Transvaginal Mesh Is the Stuff of Nightmares
The FDA has warned women about the risks of transvaginal mesh for years. Now, the agency is finally taking direct action to limit the use of this popular but potentially dangerous product.
In a press release on Monday, the FDA announced that the surgical mesh, used to treat pelvic organ prolapse (POP), will be reclassified as a class III or high-risk medical device. In addition, manufacturers will have to receive premarket approval (PMA) for safety and effectiveness to keep selling the product.
“These stronger clinical requirements will help to address the significant risks associated with surgical mesh for repair of pelvic organ prolapse,” said Dr. William Maisel, deputy director of science and chief scientist for the FDA’s Center for Devices and Radiological Health. “We intend to continue monitoring how women with this device are faring months and years after surgery through continued postmarket surveillance measures.”
POP is a common condition in which weakened pelvic floor muscles—whether caused by aging, childbirth, a hysterectomy, or another risk factor—allow pelvic organs like the bladder, bowels, or uterus to descend into the vagina, causing pelvic pain, problems with intercourse, and urinary issues. Estimates of its prevalence vary but a 2002 study in the American Journal of Obstetrics and Gynecology found POP in over 40 percent of women over 60 who had not had a hysterectomy.
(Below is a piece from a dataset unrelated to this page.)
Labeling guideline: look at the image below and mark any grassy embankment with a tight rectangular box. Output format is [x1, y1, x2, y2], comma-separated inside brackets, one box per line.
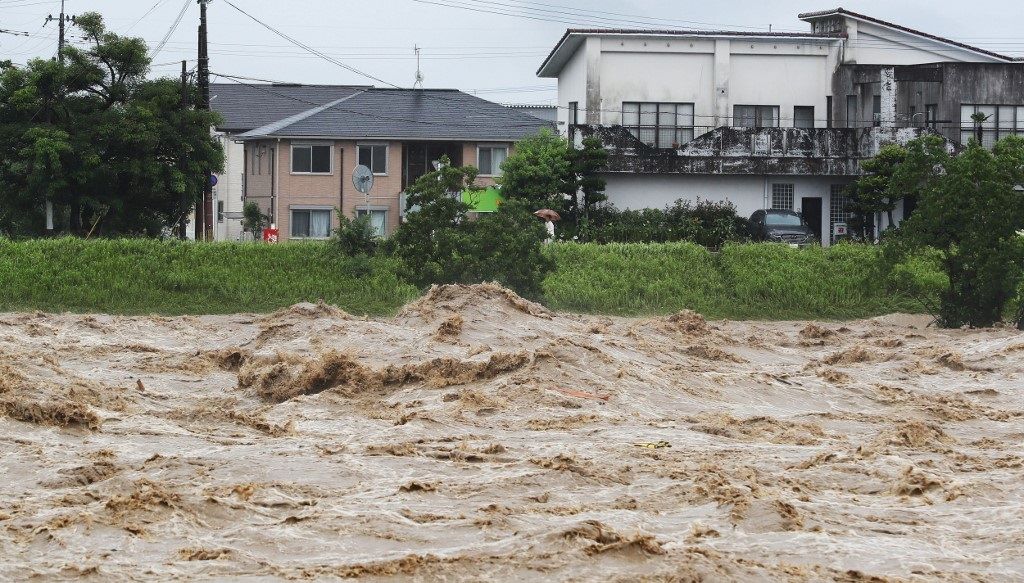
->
[0, 239, 937, 320]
In 2002, surgical mesh was cleared by the FDA as a class II or moderate-risk treatment for reinforcing the pelvic floor muscles and permanently repairing POP. That was before the agency received “thousands of reports” about adverse events associated with the product.
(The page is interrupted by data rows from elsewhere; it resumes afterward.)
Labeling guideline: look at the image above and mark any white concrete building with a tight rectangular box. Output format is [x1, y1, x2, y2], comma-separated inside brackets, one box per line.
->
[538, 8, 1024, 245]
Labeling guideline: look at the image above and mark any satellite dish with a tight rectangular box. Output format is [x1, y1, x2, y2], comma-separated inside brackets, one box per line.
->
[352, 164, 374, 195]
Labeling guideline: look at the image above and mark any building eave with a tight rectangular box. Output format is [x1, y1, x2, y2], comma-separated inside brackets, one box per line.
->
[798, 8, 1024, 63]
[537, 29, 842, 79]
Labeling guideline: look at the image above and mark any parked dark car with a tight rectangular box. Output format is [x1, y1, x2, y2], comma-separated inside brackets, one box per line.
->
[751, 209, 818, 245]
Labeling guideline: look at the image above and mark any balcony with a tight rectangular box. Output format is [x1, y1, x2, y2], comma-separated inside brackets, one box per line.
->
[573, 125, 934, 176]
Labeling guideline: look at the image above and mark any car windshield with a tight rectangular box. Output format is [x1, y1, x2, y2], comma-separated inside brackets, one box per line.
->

Those risks, which the agency first cautioned patients about in 2008, include but are not limited to severe pelvic pain, infection, bleeding, organ perforation, urinary problems, and vaginal scarring. That year, the FDA reported that they had received “over 1,000” reports of these adverse events.
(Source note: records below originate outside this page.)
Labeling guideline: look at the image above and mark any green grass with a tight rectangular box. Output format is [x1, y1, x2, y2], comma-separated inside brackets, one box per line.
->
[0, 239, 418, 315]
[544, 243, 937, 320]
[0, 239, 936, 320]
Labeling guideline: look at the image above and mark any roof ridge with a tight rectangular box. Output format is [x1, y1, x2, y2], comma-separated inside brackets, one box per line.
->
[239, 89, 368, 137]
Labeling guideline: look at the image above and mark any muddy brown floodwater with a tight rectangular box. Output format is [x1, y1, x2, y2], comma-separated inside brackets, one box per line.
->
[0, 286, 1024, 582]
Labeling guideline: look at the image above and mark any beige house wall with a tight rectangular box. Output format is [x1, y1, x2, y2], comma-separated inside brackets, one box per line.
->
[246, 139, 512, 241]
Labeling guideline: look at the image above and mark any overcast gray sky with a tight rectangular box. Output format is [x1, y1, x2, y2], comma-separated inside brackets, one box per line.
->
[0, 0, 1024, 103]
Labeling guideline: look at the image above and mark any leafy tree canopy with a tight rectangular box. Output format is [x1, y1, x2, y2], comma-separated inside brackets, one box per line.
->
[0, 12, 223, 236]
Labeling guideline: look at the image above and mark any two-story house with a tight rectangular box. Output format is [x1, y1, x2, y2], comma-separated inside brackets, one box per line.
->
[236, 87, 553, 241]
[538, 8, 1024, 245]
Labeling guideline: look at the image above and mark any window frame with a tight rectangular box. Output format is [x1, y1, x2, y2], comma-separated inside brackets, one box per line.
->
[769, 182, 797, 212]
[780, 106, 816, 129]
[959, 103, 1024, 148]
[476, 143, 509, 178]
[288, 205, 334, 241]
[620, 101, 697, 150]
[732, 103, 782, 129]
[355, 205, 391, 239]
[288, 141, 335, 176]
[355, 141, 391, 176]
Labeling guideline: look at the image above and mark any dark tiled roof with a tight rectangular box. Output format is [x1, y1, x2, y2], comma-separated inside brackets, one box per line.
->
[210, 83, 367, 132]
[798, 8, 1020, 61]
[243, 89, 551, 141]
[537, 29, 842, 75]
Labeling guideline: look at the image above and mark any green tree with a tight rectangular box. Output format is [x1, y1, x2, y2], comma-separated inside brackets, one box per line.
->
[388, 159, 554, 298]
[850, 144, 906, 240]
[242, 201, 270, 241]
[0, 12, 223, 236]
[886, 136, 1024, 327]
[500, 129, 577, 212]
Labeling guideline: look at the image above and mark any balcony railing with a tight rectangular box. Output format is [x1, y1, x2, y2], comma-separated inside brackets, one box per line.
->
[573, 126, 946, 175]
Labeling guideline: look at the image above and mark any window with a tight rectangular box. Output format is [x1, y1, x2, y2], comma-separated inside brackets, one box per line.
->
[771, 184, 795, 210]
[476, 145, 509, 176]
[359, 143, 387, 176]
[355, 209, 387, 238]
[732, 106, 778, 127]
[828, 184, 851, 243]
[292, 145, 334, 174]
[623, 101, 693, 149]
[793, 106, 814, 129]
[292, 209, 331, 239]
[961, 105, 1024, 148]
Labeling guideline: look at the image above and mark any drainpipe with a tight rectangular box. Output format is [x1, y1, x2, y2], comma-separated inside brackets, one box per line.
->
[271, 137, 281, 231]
By 2011, when the FDA issued a second warning, they had received nearly 2,000 more reports. In bold print in that year’s safety communication, the agency noted that these serious complications are “not rare”—a change from their 2008 reporting. The most common complication, they noted, was the erosion of mesh through the vagina, which can require multiple surgeries to resolve, if it can be resolved at all. Providers and patients alike were warned to “be aware of the risks” before pursuing mesh-based treatments.
“Recognize that in most cases, POP can be treated successfully without mesh thus avoiding the risk of mesh-related complications,” the FDA told health-care providers.
As transvaginal mesh manufacturers were hit with thousands of lawsuits, the FDA placed them under further scrutiny as well, initiating the postmarket surveillance that would eventually lead to the agency’s most recent orders. By mid-2014, there were nearly 60,000 pending transvaginal mesh lawsuits.
Now, if manufacturers want to keep making this mesh, they have a 30-month deadline to submit their PMA. It is, at last, a bold move to limit a treatment that was becoming increasingly popular even as the FDA warned of the serious risks associated with it.
A June 2015 study published in the BMJ examining POP-related surgeries in New York found that mesh use actually increased by 44.7 percent from 2008 to 2011.
“Despite multiple warnings released by the FDA since 2008, use of mesh in pelvic organ prolapse surgery continues to grow,” the authors concluded, adding that this increase was taking place “even three to four years after regulatory alerts.”
POP-related surgeries are big business. In the United States, there are over 300,000 such surgeries annually, costing over $1 billion. But although mesh became widely perceived as a “quick fix” treatment option for POP after its introduction in the 1990s, it is far from the only way to manage this common condition, even in the operating room.
As the American Academy of Family Physicians (AAFP) notes, some of the symptoms of POP, such as urinary problems, can be counteracted with Kegel exercises. Even severe instances of POP can be treated with a pessary, a removable and washable rubber device inserted into the vagina that keeps pelvic organs in place.
A pessary, as a 2010 study in the AAFP’s journal noted, “can be used in almost all circumstances when a nonsurgical option is desired,” even though it has traditionally been seen as a short-term solution.
Pessaries aside, there are non-mesh surgical options that may carry less risk while being just as effective. The 2015 BMJ study found that non-mesh surgeries were associated with less risk of reintervention within a year in patients under 65.
And in 2012, Dr. Diane Mitchell, assistant director for science at the FDA’s Center for Devices and Radiological Health, said in a Medscape broadcast, “Postmarketing data indicate that repair of POP with surgical mesh is no more effective than POP repair with sutures alone, particularly for certain types of prolapse.”
“Patients who undergo POP repair with mesh are often subject to complications not experienced by patients who undergo surgery without mesh,” she emphasized, noting that these complications can be “permanent and life-altering.”
Unless the five manufacturers currently making transvaginal mesh can document its safety, the product will be gone in 2019 and listed as high risk by the FDA until then. This could be the death knell for one of the most litigated medical products still in use today.